De nombreux produits seront à la fois UAB et de biocontrôle, mais :
- des produits non UAB (par exemple des herbicides, que le règlement bio européen rejette) pourraient être listés biocontrôle ;
- des produits UAB pourraient ne pas être listés biocontrôle (par exemple, des produits cupriques).
À noter, les produits à base de substances à faible risque autorisés, à l'heure où nous écrivons ces lignes, sont tous UAB.
Certains espaces ne sont pas touchés
D'autre part, les interdictions de produits ne concernent que certaines catégories d'EVI. Ce sont les espaces verts, forêts, promenades et voiries à la fois relevant de personnes publiques et accessibles ou ouverts au public.
Ainsi, un jardin ouvert au public de domaine privé ne sera pas touché, de même qu'un domaine public interdit au public.
De même, pour les voiries, l'interdiction touche les zones accessibles (ex. : trottoir, aire de repos) mais pas celles inaccessibles (ex. : zone technique).
De plus, elle peut être levée sur les zones étroites et difficiles d'accès.
Enfin, ces interdictions disparaissent en cas de traitement obligatoire contre un bioagresseur officiellement listé comme nuisible.
« Personnes vulnérables » dans le camp des préfets
Nous l'avions écrit il y a un an, la loi d'avenir agricole de 2014(5) prévoyait des restrictions aux traitements phyto à proximité des lieux accueillant des personnes vulnérables type écoles, hôpitaux, etc. (et aussi dans ces lieux, mais cela ne change pas grand chose par rapport aux dispositions de l'arrêté « Lieux publics » de 2011(6)). Un texte était attendu pour que cela soit applicable.

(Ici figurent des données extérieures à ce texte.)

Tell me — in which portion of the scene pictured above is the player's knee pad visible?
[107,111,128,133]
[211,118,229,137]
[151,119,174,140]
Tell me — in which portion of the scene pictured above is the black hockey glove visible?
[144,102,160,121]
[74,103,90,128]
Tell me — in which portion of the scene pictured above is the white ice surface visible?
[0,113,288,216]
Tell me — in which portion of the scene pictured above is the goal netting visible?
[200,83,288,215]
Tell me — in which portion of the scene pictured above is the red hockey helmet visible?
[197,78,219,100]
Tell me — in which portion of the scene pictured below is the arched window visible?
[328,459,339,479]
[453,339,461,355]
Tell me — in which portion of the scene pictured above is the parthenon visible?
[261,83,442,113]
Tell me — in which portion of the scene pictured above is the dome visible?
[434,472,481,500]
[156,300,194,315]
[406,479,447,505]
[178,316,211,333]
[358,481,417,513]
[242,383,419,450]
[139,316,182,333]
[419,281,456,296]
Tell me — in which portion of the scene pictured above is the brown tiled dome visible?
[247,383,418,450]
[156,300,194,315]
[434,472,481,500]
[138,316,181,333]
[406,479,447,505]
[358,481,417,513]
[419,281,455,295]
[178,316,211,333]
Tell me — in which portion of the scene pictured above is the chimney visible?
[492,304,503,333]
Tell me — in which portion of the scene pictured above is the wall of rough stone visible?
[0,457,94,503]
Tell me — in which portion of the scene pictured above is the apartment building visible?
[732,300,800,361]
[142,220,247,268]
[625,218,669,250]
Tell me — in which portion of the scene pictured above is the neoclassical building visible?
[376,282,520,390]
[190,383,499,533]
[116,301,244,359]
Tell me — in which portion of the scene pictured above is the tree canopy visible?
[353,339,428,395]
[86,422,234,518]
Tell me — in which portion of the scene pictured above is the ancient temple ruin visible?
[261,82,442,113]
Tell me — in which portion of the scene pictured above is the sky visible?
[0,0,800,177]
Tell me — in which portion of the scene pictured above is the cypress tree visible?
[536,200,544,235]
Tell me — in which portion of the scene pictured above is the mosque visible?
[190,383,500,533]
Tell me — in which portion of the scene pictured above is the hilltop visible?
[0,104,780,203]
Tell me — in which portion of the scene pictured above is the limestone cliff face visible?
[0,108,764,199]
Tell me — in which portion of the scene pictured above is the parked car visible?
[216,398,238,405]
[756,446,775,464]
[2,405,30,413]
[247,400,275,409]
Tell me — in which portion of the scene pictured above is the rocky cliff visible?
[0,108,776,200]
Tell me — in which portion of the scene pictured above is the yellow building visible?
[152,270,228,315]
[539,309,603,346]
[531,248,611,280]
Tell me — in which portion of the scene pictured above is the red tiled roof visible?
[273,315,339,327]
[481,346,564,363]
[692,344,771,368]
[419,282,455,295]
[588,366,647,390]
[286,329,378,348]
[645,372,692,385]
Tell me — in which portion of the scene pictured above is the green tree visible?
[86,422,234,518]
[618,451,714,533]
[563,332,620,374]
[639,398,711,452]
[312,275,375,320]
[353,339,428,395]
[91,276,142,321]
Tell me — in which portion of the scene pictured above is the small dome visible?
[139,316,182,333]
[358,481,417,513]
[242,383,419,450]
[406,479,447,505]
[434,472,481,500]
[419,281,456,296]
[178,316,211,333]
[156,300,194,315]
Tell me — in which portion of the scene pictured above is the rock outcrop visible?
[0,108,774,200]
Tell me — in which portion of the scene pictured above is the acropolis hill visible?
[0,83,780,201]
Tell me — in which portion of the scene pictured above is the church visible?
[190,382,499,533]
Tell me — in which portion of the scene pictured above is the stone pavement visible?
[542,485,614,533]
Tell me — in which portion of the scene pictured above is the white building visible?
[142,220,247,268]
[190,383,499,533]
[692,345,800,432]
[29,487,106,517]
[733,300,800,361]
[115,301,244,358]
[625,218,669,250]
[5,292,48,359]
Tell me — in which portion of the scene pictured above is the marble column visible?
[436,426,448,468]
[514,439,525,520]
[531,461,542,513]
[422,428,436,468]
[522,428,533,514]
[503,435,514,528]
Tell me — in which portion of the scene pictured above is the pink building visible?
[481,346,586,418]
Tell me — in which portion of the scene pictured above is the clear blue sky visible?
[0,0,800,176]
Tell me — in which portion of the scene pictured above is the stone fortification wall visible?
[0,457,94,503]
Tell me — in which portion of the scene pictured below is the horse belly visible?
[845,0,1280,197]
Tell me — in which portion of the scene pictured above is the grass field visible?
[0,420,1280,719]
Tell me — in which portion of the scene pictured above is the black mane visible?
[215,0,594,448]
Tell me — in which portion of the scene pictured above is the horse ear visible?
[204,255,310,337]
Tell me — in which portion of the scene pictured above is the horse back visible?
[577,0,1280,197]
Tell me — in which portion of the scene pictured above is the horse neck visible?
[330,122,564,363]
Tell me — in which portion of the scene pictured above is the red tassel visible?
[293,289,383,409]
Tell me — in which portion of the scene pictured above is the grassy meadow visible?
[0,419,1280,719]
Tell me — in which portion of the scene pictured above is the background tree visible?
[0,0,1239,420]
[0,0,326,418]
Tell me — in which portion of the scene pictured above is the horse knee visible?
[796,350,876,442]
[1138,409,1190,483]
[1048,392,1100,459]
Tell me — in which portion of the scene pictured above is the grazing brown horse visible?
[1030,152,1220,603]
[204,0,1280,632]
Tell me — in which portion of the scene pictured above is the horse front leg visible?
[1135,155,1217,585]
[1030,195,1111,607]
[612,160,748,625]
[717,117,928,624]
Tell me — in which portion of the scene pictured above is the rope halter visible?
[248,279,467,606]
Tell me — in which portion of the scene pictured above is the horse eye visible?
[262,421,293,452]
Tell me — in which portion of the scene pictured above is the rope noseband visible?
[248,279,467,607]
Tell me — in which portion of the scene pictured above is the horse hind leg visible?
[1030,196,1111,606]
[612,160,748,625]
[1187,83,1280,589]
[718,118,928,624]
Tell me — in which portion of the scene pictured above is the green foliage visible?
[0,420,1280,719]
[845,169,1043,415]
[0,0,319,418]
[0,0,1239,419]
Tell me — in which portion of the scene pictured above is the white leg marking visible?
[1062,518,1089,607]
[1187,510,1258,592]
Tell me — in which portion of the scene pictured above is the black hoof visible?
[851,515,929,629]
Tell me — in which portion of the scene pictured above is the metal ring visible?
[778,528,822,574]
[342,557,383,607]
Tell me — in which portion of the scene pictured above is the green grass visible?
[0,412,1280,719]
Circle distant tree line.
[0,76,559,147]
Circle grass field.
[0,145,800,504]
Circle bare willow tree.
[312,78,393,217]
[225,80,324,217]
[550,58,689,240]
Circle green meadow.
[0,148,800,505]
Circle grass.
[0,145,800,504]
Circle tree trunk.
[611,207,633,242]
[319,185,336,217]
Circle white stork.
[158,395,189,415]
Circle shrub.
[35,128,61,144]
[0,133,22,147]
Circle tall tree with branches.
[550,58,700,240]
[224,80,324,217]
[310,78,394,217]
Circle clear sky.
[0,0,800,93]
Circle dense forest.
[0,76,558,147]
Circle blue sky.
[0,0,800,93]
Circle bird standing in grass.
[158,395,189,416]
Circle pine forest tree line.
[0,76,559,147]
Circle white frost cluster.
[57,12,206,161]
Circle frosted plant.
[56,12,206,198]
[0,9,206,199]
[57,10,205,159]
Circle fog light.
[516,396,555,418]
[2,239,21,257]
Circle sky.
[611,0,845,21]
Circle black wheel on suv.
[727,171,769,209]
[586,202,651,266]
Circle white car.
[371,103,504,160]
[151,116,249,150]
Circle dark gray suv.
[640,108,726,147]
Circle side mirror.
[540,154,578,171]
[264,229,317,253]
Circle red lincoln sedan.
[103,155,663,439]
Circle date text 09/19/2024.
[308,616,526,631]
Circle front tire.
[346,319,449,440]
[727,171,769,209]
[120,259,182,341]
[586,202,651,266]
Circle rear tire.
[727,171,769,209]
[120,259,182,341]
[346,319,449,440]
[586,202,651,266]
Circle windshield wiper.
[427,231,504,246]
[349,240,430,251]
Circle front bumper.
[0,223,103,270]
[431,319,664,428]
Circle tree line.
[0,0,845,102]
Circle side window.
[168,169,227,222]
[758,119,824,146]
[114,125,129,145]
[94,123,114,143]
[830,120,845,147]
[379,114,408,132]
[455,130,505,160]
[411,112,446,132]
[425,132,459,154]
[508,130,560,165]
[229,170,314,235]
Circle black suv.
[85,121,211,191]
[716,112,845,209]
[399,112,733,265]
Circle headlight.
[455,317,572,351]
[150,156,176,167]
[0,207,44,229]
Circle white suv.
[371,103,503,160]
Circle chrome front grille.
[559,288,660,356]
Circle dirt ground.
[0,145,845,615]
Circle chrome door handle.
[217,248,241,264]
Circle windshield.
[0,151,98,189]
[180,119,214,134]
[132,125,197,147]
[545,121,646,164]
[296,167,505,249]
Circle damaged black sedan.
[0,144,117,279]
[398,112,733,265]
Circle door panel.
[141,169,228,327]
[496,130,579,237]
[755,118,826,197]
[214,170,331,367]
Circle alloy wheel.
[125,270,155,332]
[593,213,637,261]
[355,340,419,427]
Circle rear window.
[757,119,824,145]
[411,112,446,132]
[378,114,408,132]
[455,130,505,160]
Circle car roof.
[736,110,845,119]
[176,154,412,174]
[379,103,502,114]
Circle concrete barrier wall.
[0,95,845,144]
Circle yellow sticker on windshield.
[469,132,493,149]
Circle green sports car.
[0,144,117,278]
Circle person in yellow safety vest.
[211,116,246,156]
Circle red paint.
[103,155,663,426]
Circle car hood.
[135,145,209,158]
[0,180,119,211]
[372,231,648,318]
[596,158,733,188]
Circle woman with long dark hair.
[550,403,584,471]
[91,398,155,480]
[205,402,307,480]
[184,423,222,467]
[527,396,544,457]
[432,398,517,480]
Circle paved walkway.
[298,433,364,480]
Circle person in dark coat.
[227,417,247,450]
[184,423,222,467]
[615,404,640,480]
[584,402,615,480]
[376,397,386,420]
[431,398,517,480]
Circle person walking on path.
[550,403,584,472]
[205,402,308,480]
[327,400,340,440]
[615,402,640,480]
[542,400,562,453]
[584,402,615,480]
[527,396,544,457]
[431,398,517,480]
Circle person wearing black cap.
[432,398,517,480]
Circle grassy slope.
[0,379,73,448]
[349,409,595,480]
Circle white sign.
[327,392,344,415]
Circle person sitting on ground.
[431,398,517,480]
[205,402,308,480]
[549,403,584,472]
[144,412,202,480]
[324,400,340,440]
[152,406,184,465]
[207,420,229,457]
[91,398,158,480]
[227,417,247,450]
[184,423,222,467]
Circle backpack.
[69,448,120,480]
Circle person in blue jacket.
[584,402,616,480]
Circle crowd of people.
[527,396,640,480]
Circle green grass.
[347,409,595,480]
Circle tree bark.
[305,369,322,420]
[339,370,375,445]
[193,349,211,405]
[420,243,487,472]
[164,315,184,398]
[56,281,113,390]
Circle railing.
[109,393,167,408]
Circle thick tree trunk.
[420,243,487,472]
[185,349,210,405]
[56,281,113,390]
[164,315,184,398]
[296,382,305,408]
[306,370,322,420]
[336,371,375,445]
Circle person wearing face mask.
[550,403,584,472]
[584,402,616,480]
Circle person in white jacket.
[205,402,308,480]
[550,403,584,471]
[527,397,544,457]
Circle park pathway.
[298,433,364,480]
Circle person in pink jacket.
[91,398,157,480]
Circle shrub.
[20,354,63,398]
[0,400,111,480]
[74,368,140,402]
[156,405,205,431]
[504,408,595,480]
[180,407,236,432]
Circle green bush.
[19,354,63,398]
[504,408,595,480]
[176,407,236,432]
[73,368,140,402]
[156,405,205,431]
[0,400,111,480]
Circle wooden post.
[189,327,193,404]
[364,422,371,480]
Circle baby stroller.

En fait, l'application de la mesure a été renvoyée à des arrêtés des préfets de département, selon les directives données par une instruction technique ministérielle publiée en février(7). Des arrêtés préfectoraux ont été publiés, mais il est trop tôt pour évaluer la mesure à l'échelle nationale.
Chassé-croisé de produits
Par ailleurs, la gamme de produits utilisables a déjà bougé. Les produits pour professionnels à base de glyphosate contenant des tallowamines ont vu leurs AMM (autorisations de mise sur le marché) retirées l'été dernier. Ils restent revendables jusqu'au 31 décembre 2016 et utilisables (en espaces autorisés) jusqu'au 31 décembre 2017.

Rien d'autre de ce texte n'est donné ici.